Ich bin immer noch da, immer noch ich.
Trotz der Nasenstüber, Stolperfallen und plötzlichen Abgründe, die das Jahr 2020 für mich bereit gestellt hatte.
Ich bin hin gefallen. Habe geheult und mich wieder aufgerappelt.
Ich bin immer noch da, mit all meinen Macken.
Keine neue Winnie 🤷‍♀️ Aber 2020 hat mich gestärkt.

Wie die Autorin meines LieblingsSelfcareBuches Glennon Doyle schreibt:
„Wir können schwere Dinge tun“

So habe ich mich tatsächlich 2020  20 Mal gezielt auf die Socken gemacht
und bin 930 Minuten durch die Gegend gelatscht. 54,65 Kilometer.
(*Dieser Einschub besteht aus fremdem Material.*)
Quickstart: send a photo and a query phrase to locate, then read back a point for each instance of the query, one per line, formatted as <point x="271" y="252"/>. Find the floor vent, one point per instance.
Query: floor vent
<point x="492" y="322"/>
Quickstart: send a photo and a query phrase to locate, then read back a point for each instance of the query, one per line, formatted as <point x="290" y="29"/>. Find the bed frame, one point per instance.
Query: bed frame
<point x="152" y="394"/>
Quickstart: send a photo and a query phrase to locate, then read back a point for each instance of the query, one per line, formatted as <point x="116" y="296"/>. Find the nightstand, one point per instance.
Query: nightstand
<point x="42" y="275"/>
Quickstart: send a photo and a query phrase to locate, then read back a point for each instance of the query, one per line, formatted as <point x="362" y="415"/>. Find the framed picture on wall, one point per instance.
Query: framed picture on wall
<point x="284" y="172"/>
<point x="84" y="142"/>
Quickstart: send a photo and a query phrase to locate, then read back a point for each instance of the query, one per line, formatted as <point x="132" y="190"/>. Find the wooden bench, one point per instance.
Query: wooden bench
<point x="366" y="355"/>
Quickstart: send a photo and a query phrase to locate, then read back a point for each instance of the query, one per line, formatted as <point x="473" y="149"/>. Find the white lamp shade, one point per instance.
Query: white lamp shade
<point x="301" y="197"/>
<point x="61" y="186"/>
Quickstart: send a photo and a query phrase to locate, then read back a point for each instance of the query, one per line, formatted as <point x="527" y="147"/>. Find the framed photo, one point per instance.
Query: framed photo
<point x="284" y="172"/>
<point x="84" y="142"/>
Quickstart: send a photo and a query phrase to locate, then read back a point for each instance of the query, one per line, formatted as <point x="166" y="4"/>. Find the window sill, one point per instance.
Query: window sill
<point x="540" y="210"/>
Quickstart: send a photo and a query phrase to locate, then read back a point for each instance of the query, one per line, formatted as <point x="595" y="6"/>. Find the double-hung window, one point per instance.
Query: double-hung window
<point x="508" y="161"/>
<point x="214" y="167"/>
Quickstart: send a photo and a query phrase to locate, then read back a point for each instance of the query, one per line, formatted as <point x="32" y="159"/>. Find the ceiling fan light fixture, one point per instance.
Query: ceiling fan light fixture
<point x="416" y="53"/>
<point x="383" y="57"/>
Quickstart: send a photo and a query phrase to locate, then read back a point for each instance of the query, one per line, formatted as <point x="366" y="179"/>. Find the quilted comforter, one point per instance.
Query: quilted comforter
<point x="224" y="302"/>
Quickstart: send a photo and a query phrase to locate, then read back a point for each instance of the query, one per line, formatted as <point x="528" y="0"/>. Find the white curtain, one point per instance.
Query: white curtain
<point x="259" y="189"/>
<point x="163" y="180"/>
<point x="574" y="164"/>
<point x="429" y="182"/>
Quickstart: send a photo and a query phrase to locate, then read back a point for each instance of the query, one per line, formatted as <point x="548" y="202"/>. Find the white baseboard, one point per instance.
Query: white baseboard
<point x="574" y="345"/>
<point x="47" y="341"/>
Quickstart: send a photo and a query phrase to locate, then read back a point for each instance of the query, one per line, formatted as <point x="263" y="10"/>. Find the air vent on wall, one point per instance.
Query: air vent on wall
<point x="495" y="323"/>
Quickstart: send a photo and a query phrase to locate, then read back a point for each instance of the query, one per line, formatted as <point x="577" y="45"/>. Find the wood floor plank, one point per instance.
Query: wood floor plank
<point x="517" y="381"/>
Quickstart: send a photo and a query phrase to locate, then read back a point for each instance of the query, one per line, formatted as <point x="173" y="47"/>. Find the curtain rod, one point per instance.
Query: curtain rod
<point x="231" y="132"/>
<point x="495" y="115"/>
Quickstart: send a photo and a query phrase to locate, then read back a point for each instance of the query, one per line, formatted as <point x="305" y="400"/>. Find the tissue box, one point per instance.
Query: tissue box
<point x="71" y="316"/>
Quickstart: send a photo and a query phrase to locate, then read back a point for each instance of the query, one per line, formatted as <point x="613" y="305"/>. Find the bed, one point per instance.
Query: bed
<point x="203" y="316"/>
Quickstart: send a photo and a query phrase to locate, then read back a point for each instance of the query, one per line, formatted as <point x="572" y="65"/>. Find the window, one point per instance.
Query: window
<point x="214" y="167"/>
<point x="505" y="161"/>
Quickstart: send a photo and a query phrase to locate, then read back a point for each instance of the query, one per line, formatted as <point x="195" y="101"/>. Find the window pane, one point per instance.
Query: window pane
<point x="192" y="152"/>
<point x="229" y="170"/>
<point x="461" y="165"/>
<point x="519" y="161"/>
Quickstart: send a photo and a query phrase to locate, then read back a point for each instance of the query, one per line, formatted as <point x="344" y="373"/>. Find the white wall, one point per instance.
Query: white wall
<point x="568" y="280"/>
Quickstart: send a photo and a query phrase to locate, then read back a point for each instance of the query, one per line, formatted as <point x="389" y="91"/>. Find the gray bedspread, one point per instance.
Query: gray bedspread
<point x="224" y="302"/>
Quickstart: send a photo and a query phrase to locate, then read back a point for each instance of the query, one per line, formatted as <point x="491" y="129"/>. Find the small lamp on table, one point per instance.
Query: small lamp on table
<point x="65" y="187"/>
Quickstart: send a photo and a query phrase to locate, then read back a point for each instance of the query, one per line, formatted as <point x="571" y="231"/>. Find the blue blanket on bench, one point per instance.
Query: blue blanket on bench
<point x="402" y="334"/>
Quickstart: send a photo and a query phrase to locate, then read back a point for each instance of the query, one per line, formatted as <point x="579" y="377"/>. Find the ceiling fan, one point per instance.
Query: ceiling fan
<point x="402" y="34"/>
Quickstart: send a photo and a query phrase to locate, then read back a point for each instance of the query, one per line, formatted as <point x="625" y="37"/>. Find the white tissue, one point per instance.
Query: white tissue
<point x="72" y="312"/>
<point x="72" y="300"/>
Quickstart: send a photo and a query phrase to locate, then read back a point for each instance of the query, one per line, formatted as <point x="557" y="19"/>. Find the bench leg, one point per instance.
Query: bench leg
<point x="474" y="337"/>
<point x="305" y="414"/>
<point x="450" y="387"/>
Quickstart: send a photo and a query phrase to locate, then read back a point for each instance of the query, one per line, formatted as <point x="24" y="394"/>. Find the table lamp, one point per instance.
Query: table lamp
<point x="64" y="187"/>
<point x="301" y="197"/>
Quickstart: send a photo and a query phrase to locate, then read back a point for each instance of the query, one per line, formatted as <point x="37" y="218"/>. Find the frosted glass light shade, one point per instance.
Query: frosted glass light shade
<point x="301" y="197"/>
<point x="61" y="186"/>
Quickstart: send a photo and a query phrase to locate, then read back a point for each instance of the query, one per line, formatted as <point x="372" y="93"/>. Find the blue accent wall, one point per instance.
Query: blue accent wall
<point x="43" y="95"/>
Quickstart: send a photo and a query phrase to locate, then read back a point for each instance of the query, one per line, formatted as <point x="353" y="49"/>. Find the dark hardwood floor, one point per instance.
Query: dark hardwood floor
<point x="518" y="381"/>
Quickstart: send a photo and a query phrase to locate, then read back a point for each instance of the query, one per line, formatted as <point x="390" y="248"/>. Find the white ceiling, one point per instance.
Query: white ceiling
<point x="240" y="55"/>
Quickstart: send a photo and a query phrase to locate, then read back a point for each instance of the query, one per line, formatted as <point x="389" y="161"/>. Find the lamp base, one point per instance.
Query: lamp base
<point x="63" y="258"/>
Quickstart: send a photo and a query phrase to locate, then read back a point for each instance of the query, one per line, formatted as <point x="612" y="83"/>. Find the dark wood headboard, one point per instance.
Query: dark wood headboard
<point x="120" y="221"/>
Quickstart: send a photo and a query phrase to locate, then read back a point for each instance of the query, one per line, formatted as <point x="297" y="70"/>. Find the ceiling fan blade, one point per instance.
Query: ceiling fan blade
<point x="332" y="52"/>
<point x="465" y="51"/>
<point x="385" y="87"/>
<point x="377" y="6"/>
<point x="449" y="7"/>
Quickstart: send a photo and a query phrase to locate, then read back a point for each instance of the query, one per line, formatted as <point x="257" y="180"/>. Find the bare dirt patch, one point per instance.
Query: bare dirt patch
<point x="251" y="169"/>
Allein im Dezember 12 Mal. 33.6 Kilometer in 566 Minuten.
Ich habe beidhändig Tischtennis spielen gelernt.
Habe mich mit gewaltfreier Kommunikation beschäftigt.
Zu mir selbst gefunden. Tolle Künstler*innen entdeckt. Mich mit jemandem ganz tief verbunden.
Und beim loslassen ganz tief gestürzt.